Research Paper

How do ESG-centric social disclosures influence the financial performance of firms? An Indian perspective based on the system GMM approach

By Tanuja Sharma
Professor
By Rupamanjari Sinha Ray
Associate Professor
Co-Authors
Roopal Gupta, FPM Scholar, Management Development Institute Gurgaon, India
Geetika Sharma, OB & HRM, Management Development Institute Gurgaon
Journal : Applied Economics
Publisher : Taylor & Francis Online

Article citation: Gupta, R., Sinha Ray, R., Sharma, T., & Sharma, G. (2025). How do ESG-centric social disclosures influence the financial performance of firms?

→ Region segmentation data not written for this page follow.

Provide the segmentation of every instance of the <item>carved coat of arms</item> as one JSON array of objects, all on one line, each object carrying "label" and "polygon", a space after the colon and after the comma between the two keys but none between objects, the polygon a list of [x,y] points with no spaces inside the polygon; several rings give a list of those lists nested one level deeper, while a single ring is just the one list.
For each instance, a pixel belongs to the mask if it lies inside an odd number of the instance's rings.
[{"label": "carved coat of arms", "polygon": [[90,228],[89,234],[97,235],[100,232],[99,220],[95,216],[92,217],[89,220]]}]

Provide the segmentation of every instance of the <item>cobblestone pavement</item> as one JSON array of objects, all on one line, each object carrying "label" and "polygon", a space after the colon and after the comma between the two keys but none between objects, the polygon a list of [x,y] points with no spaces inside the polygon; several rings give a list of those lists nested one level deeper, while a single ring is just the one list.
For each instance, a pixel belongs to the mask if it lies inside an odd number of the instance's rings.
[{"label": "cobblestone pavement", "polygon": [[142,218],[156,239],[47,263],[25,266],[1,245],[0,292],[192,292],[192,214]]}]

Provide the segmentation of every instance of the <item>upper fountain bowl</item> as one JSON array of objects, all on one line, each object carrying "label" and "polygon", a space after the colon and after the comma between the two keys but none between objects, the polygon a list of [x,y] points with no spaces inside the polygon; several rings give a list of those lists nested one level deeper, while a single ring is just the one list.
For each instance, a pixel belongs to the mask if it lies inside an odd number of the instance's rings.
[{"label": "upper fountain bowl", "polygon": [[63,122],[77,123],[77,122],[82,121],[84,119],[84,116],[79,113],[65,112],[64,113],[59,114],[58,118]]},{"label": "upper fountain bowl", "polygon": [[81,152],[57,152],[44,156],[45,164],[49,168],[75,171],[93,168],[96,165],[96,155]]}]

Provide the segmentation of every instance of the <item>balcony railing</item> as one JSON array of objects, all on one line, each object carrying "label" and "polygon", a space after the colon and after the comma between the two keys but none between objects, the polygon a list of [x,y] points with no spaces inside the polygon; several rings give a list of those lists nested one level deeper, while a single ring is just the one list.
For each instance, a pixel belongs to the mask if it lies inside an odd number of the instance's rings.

An Indian perspective based on the system GMM approach. Applied Economics, 1-18.

Abstract
This study aims to investigate the effects of the overall ESG score, along with the scores of its individual components, i.e. environmental, social and governance, on the financial performance of firms. Special emphasis is laid on three social indicators, viz. CSR expenditure, employee turnover and female workforce participation. Entailing panel data from a representative sample of 22 publicly listed companies on the National Stock Exchange of India, covering the period from 2015 to 2022, the research employs a dynamic analysis using the system GMM approach. The findings indicate a positive relationship between the overall ESG score and return on equity, although individual impacts of environmental, social, and governance scores differ. The research also reveals that employee turnover is associated with positive signals via return on assets, while social disclosure score, employee turnover rate, CSR expenditure, and female workforce participation convey negative signals to investors through return on equity. Notably, female workforce participation positively influences profitability, whereas CSR expenditure affects profits negatively. These findings underscore the prevailing policy bias towards environmental concerns and, therefore, recommend the requirement of enhancing social indicators to foster social legitimacy.